The poignancy of Beverly's story grips you from the first chapter and carries you through to the end. Her intuitive style and keen sense of observation provide us incisive insights into the inner, often-chaotic worlds of the severely mentally ill. These insights are useful to both the professionals involved in treating this population and lay people, including family members of the mentally ill.
Shadows on the Porch, so far as Beverly's story is concerned, affirms the adage "fact is better than fiction." I would add that fact is definitely more intriguing than fiction. Her story puts into focus the fear, shame, dejection, anger, horror, guilt, and self-pity that family members of the mentally compromised have to deal with daily.
Even though the storyline of Shadows on the Porch is mostly rooted in the '60s, the '70s, and the '80s, decades later, our society and culture continue to struggle with the same challenges of recognizing and treating mental illness. In this vein, her book is a stark reminder that we must continue our best efforts to overcome these challenges and obstacles. Our efforts to destigmatize mental· illness need more vigor and determination.
In the end, this book tells a story of indomitable and indestructible human spirit. It’s the story of a woman who overcame and survived indescribable suffering and loss while loving family members ailing from schizophrenia.
This courageous book is for everyone who cares about and wants to learn more about the impact of severe mental illness on families and our society.
An attentive reader might wonder why Beverly chose to marry a man with a severe mental illness and virtually no substantial future while she was well settled in her career. Her behavior seems to be particularly counterintuitive given the traumatic experiences she suffered while growing up with a mother hobbled by schizophrenia.
The answer to this complex question lies in understanding the shearing nature of psychological conflict Beverly had to endure, both as a child and a grown-up. On one hand, she was searching for an ever-elusive explanation for her mother's plight. On the other, she was probing for a solution for her mother's woes.
As Beverly describes herself, she was tormented by questions such as, "Did I do anything wrong to cause Mother harm? Do I need to love her more? Does my father need to show her more love? Do my grandparents need to offer her greater affection?"
It was a subconscious desire to "undo" or "right" the painful events from her childhood that rendered Beverly attracted to Allan. "He would do better if I just loved him enough."
Sometimes, people even have fantasies of "curing" a mentally ill person with love. Beverly said she had "this childhood theory that love was magical and could cure anything." This once again is a subconscious attempt to "undo" a severe and unresolved psychological conflict emanating from one’s past.
There is a myriad of lessons to be learned from this heartwrenching story:
· The importance of early detection and treatment of a mental illness. Children with mental illness are at a greater risk because of diminished abilities to express their difficulties and sufferings. Therefore, a higher index of suspicion, on the part of both families and mental health professionals, is warranted.

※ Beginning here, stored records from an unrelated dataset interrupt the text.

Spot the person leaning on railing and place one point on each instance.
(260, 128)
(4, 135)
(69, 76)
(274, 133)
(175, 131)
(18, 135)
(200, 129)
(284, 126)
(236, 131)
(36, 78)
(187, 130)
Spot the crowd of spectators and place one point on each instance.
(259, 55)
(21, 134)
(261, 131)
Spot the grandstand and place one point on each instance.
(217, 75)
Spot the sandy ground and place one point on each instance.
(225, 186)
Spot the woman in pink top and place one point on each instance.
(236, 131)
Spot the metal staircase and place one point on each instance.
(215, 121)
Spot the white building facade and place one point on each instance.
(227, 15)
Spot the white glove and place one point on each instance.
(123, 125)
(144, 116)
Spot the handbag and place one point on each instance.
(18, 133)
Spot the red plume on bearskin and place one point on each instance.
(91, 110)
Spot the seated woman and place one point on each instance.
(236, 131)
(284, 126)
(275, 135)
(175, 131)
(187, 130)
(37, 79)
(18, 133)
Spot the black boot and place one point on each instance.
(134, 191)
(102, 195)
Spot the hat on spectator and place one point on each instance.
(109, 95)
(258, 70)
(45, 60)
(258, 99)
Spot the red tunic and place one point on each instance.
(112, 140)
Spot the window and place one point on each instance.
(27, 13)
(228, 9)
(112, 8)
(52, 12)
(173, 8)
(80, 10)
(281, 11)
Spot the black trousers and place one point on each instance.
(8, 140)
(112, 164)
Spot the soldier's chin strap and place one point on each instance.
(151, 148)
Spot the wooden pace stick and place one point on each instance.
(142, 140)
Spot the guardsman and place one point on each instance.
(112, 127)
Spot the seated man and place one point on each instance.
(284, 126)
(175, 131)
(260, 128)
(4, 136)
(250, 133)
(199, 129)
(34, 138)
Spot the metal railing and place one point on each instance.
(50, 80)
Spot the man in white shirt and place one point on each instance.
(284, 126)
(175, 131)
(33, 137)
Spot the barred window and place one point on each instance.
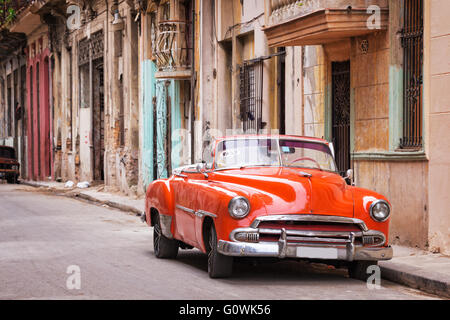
(412, 43)
(251, 84)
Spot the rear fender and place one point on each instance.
(159, 197)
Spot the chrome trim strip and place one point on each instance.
(322, 235)
(206, 213)
(199, 213)
(310, 218)
(185, 209)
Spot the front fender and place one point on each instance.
(159, 196)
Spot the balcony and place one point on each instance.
(172, 51)
(316, 22)
(11, 40)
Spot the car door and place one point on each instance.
(185, 194)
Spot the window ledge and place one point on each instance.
(391, 156)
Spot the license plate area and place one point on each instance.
(317, 253)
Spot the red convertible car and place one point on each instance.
(268, 196)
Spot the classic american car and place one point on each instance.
(268, 196)
(9, 166)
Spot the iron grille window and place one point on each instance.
(251, 86)
(412, 42)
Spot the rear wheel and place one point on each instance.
(164, 247)
(11, 179)
(219, 265)
(358, 269)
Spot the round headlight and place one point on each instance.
(380, 210)
(239, 207)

· The need for utilizing a bio-psycho-social approach to treatment, whereby attention to social and family support is emphasized in addition to rational pharmacotherapy.

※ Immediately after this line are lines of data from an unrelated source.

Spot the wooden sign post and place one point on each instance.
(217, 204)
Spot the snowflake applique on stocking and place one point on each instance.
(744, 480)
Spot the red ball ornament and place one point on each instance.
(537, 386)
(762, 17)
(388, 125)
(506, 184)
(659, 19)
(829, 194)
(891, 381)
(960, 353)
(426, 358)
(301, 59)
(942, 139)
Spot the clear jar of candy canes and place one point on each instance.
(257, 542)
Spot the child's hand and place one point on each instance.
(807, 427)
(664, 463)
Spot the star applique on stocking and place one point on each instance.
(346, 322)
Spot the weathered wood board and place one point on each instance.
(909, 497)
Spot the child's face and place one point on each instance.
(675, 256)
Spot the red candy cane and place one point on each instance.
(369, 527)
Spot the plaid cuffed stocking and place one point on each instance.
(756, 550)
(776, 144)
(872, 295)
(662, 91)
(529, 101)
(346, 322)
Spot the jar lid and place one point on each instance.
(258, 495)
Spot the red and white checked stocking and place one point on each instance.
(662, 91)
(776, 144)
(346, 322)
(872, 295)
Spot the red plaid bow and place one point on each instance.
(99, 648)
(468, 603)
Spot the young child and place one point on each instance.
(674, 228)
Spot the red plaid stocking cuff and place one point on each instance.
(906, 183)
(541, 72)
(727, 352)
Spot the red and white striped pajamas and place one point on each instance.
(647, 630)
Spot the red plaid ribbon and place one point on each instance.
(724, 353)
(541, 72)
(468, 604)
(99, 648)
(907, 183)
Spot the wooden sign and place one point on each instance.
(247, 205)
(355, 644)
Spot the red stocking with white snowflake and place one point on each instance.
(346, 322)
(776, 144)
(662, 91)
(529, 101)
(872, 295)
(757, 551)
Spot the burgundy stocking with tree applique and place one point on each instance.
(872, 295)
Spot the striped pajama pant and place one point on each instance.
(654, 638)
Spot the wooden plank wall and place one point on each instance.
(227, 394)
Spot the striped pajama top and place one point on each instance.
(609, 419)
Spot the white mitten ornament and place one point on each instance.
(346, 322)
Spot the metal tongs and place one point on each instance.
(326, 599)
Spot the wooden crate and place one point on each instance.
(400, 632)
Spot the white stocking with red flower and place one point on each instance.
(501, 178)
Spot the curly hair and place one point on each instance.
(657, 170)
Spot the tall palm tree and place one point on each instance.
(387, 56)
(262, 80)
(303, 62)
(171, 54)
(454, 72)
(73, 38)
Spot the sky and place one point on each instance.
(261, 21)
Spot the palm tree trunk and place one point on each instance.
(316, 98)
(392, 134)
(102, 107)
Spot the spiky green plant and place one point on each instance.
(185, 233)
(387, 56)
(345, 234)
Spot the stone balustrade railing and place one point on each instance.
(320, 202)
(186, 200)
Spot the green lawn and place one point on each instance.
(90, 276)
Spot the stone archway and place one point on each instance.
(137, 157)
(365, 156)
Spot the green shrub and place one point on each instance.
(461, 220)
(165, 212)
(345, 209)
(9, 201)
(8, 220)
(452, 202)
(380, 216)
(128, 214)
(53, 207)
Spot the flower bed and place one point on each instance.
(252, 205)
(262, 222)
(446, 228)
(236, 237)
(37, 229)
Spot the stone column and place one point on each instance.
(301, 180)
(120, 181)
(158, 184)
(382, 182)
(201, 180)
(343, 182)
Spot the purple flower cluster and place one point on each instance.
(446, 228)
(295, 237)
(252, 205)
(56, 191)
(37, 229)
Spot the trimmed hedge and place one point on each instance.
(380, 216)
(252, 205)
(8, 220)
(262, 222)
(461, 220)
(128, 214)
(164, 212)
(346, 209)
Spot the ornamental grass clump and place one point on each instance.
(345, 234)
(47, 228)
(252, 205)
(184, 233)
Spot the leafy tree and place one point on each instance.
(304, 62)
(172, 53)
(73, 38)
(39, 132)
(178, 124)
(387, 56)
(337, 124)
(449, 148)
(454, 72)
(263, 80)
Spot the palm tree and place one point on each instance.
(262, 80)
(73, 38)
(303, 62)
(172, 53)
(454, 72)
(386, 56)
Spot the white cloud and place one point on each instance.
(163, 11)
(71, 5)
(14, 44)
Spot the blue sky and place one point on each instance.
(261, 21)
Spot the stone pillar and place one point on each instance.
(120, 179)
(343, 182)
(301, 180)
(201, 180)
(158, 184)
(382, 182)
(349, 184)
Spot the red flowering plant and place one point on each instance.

· The necessary involvement of family members in treatment. They are an important collaborative source of information and a resource in implementing a treatment plan.
· The need to pay attention to the emotional fallout in family members. They should be provided support, assessment and treatment as and if needed.
· The necessity for educating law enforcement agencies on mental illness.
Schizophrenia is a brain disorder ·in which the affected person loses touch with reality, may have problems with perception, may have beliefs which at times are overwhelmingly absent of supporting facts, and has significant difficulties in social interactions and overall day-to-day functions.
I have had both the privilege and responsibility of treating Beverly's schizophrenic son, Steven. Beverly and I worked closely together to formulate a sensible treatment plan for him. Consequently, he was placed on a long-acting injectable anti-psychotic. The treatment approach has resulted in more than a semblance of stability in Steven.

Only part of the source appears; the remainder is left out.